Paterson è una cittadina del New Jersey. Conta circa 150.000 abitanti. Una città come tante, ma con alcune peculiarità. Ci hanno vissuto William Carlos William, Allen Ginsberg, Wallace Stevens, Frank O’Hara. Tutti poeti eccelsi. Hanno scritto i loro versi pur impegnandosi in altri lavori per sbarcare il lunario, perché, è risaputo, di poesia non si vive.
E Jarmusch arriva idealmente a Paterson direttamente dalla lontana Tangeri dove solo gli amanti sopravvivono, città dove, peraltro lui stesso amerebbe trasferirsi in una vecchiaia colorata di poesia, e Paterson diviene anche il nome del protagonista del suo nuovo film, che nasce e vive nella città della quale porta il nome. Così ha inizio la storia che ha incantato i festival di Cannes, New York, Toronto.
Paterson è l’autista del bus della linea 23. Tutte le mattine si reca al lavoro in un tempo cadenzato lento e sempre uguale. Nella sportina della colazione c’è un sandwich, un frutto e anche una foto di Laura, sua moglie, e una di Dante Alighieri, quest’ultima contornata da un bocciolo di rosa rossa. Paterson vive tutta la sua vita nei versi che scrive sul taccuino dal quale non si separa mai. Ogni piccolo accadimento della sua giornata diventa poesia riposta nel quadernetto. C’è spazio anche per poetar d’amore sui fiammiferi di casa, che diventano quasi un contrappunto ai tre di Prévert, ma con la genuinità propria di Paterson, con la sua poesia delicata e originale, figlia della migliore impronta di William Carlos William.
La vita di Paterson scorre leggera e serena alla guida del suo bus della linea 23, lungo le strade di una città dove spesso si incrocia lo sguardo con coppie di gemelli e dove nulla sembra mutare. Eppure ci aveva vissuto anche il nostro eroico Gaetano Bresci, prima di decidere che un re andava punito per la sanguinosa repressione dei moti di un popolo affamato. Jarmusch ce lo fa ricordare attraverso le chiacchiere di una coppia di ragazzi, passeggeri del bus della linea numero 23, che altri non sono che i due piccoli innamorati di Moonrise Kingdom, ancora insieme sullo schermo dopo le magie sottili di Wes Anderson.

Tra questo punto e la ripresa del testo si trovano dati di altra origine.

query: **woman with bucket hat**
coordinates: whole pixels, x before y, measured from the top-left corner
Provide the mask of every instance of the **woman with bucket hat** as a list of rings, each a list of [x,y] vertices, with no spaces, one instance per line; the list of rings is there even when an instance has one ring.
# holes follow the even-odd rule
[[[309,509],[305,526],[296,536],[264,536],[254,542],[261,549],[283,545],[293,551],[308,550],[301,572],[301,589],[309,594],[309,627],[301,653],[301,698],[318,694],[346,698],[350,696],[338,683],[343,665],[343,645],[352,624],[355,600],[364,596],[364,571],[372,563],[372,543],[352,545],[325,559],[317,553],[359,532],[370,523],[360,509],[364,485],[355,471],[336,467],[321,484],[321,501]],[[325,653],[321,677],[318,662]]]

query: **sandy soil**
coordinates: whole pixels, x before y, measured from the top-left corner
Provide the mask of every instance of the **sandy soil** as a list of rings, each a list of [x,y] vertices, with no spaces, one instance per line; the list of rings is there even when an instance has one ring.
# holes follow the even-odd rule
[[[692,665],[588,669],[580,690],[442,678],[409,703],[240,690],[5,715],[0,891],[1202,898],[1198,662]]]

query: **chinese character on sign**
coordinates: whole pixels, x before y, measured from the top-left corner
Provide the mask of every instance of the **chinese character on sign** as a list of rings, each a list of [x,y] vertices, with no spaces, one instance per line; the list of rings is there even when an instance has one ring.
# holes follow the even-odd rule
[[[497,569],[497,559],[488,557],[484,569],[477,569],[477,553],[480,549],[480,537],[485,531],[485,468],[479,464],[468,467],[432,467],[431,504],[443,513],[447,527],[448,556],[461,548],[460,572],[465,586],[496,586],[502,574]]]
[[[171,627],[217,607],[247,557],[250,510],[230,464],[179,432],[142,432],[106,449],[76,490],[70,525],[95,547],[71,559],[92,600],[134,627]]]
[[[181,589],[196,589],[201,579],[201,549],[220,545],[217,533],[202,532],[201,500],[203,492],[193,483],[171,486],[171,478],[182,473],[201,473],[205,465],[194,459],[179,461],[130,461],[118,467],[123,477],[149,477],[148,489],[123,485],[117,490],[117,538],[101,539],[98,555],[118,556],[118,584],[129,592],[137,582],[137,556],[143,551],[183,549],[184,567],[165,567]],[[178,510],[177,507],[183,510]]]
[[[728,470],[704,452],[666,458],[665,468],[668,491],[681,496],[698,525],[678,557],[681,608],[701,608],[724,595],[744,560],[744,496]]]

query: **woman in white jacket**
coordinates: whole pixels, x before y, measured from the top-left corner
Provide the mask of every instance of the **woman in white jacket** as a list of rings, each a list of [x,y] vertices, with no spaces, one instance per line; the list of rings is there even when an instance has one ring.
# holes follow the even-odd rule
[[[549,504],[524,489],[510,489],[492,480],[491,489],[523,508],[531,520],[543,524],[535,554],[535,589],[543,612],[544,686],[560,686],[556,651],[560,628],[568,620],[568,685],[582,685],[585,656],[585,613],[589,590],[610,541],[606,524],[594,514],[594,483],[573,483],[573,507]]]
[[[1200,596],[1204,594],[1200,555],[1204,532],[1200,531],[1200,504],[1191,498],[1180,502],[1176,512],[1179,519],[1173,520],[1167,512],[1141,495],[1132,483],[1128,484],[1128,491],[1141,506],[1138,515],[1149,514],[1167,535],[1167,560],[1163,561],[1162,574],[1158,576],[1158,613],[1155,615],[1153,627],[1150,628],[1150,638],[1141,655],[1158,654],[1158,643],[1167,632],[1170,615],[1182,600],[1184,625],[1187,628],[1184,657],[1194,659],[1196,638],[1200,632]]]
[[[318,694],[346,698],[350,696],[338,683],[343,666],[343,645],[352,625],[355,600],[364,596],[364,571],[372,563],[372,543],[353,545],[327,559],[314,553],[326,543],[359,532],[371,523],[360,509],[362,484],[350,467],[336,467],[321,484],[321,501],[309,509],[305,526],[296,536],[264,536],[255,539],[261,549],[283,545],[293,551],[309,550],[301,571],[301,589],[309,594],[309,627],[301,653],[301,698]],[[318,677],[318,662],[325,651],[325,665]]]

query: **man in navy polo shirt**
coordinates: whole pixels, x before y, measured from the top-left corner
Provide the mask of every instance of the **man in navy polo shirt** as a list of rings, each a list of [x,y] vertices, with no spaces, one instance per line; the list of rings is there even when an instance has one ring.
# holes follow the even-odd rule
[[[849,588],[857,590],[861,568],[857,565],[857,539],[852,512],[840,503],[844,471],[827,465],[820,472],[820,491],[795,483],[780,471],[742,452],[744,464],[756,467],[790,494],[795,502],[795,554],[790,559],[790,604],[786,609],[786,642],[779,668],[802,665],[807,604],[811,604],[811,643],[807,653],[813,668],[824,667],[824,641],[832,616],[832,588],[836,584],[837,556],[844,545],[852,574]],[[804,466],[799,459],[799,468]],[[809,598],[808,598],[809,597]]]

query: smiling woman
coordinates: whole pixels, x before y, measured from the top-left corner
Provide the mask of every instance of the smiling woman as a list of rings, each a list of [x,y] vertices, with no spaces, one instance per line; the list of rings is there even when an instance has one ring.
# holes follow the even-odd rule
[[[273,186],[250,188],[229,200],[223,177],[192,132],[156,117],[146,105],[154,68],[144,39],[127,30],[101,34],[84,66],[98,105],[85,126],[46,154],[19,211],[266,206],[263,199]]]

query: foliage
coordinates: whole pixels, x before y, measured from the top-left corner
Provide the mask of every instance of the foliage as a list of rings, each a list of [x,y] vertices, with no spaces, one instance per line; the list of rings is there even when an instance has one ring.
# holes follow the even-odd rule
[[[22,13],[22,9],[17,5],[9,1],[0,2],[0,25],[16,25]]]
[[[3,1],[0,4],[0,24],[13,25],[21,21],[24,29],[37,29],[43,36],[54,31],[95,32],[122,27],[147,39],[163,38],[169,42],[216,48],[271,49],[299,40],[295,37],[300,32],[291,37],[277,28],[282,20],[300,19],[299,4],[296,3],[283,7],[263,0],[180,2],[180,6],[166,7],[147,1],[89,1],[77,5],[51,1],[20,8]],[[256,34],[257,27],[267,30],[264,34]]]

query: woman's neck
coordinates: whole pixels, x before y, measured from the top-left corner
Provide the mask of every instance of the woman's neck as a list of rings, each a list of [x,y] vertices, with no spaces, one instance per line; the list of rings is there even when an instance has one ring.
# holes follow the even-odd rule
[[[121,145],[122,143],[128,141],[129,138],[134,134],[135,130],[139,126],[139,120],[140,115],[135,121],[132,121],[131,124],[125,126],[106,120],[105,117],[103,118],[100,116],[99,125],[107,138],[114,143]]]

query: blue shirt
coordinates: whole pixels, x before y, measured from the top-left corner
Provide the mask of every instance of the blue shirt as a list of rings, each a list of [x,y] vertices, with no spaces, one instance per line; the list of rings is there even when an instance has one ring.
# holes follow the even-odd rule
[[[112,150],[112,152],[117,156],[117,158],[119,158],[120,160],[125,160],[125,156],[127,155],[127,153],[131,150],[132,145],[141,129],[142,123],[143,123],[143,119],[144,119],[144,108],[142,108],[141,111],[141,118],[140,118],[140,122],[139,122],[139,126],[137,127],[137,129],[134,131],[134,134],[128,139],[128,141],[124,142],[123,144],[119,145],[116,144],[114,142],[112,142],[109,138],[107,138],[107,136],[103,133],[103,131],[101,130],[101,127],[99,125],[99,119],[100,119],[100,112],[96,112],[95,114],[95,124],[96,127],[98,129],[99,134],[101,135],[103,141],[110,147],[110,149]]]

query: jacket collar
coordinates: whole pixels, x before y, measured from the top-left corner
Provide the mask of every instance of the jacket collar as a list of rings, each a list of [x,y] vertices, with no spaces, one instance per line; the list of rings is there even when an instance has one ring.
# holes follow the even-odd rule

Il film si snocciola nell’arco di una settimana dove apparentemene non succede altro che piccola deliziosa vita. E’ Laura, la moglie di Paterson, a subissarlo di idee bizzarre che colorano di bianco e nero tutta la casa, dove pigramente, ma solo apparentemente inerte, Marvin, il bulldog, li osserva sornione. Magari è proprio lui ad avere le chiavi di una svolta nel futuro.
Paterson, così come Jarmusch, rifiuta il cellulare o il computer. Sono sufficienti una penna e un taccuino per vivere la vita appieno, per non smarrire i più minuti accordi della danza dei giorni, sempre uguale e sempre nuova. A che vale la bramosia del futuro, se non ha ancora un colore, mentre si smarrisce il presente ricco di sfumature minute che altro non chiedono se non essere svelate ed essere riposte con cura nello scrigno della memoria.
Giorno dopo giorno Laura forse sfornerà altri cupcakes e imparerà a suonare la chitarra. Certamente Paterson continuerà le sue alchemiche scritture. Il cane Marvin si farà condurre nel passeggio serale, borbottando fino al bar del saggio Doc, dove la stessa umanità colorita si ritroverà negli stessi piccoli e consumati amorevoli litigi.
Jarmusch firma un grande film fatto della stessa sostanza della poesia, riuscendo, pur con grande dispendio di energie, a mantenersi integro nel suo essere caparbiamente magnificamente indie.
Adam Driver è Paterson e rimarca le già notate grandi qualità interpretative. Lo rivedremo a breve in Silence, l’attesissimo nuovo film di Scorsese. La bella e brava Golfshifteh Farahani è la deliziosamente vulcanica Laura. E il bulldog Marvin, in realtà, è una femmina.